The disruption has driven up energy prices, freight costs and insurance premiums, compounding pressures on import-dependent economies.
India’s Chief Economic Advisor has indicated that the country’s trade deficit is expected to rise significantly under current conditions, which would in turn widen the current account deficit.
Higher import bills, particularly for energy, are likely to weigh on macroeconomic stability if global conditions remain volatile.
The country’s exposure is particularly acute due to its reliance on the Strait of Hormuz for around half of its crude oil imports and a large share of liquefied petroleum gas (LPG), a key household fuel.
Any sustained disruption in this corridor could have cascading effects on domestic inflation, industrial costs and household consumption.

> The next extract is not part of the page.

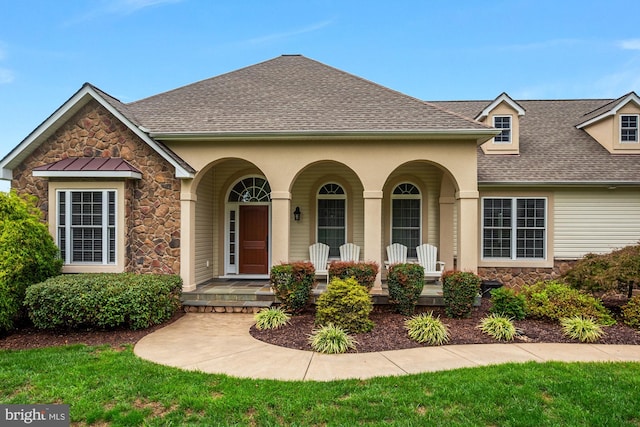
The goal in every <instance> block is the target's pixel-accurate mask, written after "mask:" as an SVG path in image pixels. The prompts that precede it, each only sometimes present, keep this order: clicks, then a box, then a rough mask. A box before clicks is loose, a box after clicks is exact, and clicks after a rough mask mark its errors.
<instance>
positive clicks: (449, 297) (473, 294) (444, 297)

Analysts say the combination of higher energy costs and supply bottlenecks could dampen industrial output and slow consumption growth, even as policymakers attempt to sustain economic momentum through fiscal and monetary measures.
The evolving geopolitical situation has also introduced uncertainty into global trade flows, with shipping delays and rerouting adding to logistical costs.
For India, this translates into elevated risks for both external balances and growth projections.